Kamala Harris will visit the Korean peninsula this week during a diplomatic trip to Asia.
The vice president’s journey to the sensitive demilitarized zone separating North and South Korea will come days after North Korea fired a ballistic missile into the ocean as an apparent warning.
North Korea fires missile
The missile flew 370 miles before falling into the Sea of Japan.
South Korea condemned the launch as a “grave provocation,” but the Pentagon said it posed no “immediate threat to US personnel or territory, or to our allies.”
The missile launch also came as a nuclear-powered American aircraft carrier, USS Ronald Reagan, arrived in South Korea for joint military drills.

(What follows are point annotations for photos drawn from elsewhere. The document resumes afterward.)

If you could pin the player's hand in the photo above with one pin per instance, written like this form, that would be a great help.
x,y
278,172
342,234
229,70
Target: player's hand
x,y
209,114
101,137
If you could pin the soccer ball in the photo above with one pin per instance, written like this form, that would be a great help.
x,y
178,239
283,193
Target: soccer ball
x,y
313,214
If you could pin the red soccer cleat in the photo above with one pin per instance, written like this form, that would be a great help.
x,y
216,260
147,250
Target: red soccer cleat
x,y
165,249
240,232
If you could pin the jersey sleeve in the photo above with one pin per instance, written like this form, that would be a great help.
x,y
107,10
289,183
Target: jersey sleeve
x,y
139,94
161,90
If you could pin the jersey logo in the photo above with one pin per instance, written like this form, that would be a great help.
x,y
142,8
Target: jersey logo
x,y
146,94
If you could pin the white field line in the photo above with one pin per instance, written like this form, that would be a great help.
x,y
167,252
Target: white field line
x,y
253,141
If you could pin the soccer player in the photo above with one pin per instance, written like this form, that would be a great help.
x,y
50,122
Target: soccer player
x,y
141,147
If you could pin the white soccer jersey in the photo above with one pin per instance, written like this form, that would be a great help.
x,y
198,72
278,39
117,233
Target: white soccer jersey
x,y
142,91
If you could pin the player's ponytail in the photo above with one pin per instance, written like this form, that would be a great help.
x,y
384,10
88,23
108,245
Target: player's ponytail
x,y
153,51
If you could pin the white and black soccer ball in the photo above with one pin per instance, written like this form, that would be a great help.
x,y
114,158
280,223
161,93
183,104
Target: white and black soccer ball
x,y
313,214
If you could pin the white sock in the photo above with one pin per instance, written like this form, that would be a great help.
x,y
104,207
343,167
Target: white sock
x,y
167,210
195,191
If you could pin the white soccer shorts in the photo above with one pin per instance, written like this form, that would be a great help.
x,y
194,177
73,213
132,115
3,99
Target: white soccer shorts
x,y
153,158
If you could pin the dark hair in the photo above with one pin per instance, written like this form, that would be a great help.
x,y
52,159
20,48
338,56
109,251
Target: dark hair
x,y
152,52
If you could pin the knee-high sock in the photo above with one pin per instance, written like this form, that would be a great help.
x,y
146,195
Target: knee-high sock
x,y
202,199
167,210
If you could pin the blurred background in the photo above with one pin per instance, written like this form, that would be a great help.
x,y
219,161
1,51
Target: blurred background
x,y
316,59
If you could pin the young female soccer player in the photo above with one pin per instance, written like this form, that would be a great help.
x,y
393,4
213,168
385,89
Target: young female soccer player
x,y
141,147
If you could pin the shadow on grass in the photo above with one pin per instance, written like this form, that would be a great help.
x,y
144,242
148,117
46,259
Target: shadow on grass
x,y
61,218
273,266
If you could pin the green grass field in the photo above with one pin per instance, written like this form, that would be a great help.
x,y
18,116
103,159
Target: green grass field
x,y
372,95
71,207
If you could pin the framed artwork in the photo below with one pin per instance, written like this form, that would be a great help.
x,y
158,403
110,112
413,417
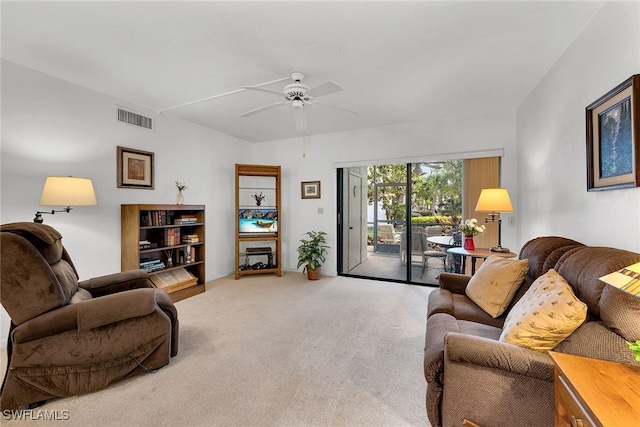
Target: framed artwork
x,y
310,189
613,130
135,168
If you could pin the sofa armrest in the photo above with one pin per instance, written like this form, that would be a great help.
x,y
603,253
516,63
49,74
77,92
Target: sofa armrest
x,y
496,384
48,324
116,282
454,282
494,354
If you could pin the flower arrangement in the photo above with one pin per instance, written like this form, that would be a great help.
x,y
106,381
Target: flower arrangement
x,y
470,227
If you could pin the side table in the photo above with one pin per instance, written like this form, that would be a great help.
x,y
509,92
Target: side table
x,y
482,253
593,392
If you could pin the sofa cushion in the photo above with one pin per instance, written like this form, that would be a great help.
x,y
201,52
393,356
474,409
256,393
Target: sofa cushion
x,y
593,339
547,314
495,283
620,312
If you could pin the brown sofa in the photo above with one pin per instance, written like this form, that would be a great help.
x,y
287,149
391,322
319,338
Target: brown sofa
x,y
472,375
68,337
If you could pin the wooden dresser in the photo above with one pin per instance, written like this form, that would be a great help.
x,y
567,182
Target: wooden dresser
x,y
591,392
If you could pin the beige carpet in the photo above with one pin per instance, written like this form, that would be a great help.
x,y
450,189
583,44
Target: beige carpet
x,y
269,351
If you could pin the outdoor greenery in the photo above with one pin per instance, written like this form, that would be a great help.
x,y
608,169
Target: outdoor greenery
x,y
437,194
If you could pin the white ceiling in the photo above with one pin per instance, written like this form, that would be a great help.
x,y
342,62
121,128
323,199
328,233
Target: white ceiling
x,y
397,61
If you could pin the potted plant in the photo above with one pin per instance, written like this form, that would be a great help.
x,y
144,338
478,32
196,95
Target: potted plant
x,y
311,253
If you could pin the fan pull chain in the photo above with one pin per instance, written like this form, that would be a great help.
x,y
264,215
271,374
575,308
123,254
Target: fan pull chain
x,y
304,143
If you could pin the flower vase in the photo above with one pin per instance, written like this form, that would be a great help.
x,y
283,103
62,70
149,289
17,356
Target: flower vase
x,y
468,243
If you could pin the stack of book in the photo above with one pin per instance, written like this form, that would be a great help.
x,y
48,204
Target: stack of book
x,y
185,219
145,244
152,265
173,280
171,236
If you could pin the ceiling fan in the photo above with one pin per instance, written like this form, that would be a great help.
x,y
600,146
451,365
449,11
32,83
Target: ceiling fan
x,y
299,96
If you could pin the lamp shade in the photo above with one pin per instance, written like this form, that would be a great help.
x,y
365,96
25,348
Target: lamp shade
x,y
68,191
494,200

Later this week, Harris will become the first Biden official to visit the Korean peninsula’s DMZ. Her plans were announced Tuesday by South Korean prime minister Han Duck-soo, who met with Harris in Tokyo.
“Your visit to the DMZ and Seoul will be very symbolic demonstrations of your strong commitments to security and peace on the Korean Peninsula,” Han said.
Harris dispatched to sensitive region
Harris was in Tokyo for the state funeral of Japanese prime minister Shinzo Abe, who was assassinated in July.
The Biden White House has occasionally sent Harris on important diplomatic missions, with sometimes embarrassing results.
This is her second trip to Asia, a region that has grown increasingly tense over China’s aggression toward its neighbors, particularly Taiwan. President Biden said in a recent interview that the U.S. would go to war if China ever attacked Taiwan.
China is North Korea’s primary ally. North Korea has fired over 30 ballistic missiles this year, a record.
A Chinese propaganda newspaper denounced Harris’s visit to Asia, saying it would “escalate” tensions.